Bukan berarti ibu punya wewenang ikut campur kehidupan anak seratus persen, ibu adalah rumah yang selalu dirindu untuk pulang dan menjadi satu-satunya kenyamanan; ibu adalah teman perjalanan paling hangat dan petunjuk arah paling tepat. Meskipun mereka anak kita, tapi kita tidak pernah berhak atas hidupnya, bahkan tentang agamanya. Yang bisa kita lakukan hanyalah terus menyontohi dan menuntunnya tetap berada pada jalan syariat. Berusaha dan kerja keras agar anak menjadi pribadi sholeh yang takut pada Tuhannya. Berdoa banyak-banyak dan menyerahkan hidup anak kita pada pemiliknya, Rabb Semesta.

Iya, karena menjadi pendengar yang baik saja tidak cukup (apalagi kalau tidak bisa jadi pendengar yang baik). Ada kehendak di luar diri kita yang mengatur segala. Sang Pencipta. Usahakan yang terbaik, berdoa banyak, dan berserahlah. Ia sebaik-baik penulis cerita dan tetapanNya adalah sempurna.

Selain belajar menjadi pendengar yang baik, belajar untuk jadi shalihat sama-sama yuk. Kenapa sih harus shalihat? Karena baik saja tidak pernah cukup.

Banyak orang diluaran yang kalau dilihat secara lahir tidak kurang satu apapun; jebolan pesantren, ibunya pendengar yang baik, karirnya bagus, tapi ternyata dia guy/lesbian. Kenapa? Karena ternyata ibunya tidak shalihat. Anak dimasukkan pesantren karena si ibu malas berbenah tapi menginginkan anaknya sholeh/sholehah. Banyak yang salah pergaulan, merasa mendapat pacar yang hangat dan mau mendengarkan keluh lalu menyerahkan kehormatan. Hanya karena ibunya tidak pernah memberikan ia pelukan dan telinga untuk mendengarkan, padahal ibunya "shalihat"; solat aja 50 rekaat sehari semalam, belum puasa, zakat, dan berkali-kali haji.

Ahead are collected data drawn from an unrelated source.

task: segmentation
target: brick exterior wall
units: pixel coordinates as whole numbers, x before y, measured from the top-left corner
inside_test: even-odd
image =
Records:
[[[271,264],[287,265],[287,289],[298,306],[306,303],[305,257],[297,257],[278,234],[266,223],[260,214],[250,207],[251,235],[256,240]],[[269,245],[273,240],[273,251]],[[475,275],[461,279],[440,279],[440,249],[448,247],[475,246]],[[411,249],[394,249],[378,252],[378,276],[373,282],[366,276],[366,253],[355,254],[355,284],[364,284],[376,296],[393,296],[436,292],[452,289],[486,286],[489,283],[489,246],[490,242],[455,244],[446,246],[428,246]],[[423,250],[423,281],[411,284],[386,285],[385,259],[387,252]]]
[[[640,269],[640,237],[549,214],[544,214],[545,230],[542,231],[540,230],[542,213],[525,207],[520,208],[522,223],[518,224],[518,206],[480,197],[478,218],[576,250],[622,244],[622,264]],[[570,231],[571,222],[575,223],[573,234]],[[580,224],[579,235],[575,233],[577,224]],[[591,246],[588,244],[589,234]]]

Dapat gambaran kan yang dimaksud mendengarkan dan shalihat itu korelasinya seperti apa? Jadi, mari berbenah. Sudah banyak yang diperbaiki saja masih salah sana-sini, apalagi yang tidak mau melakukan perbaikan? Semangat berbenah menjadi pendengar yang baik dan ibu shalihah 😘.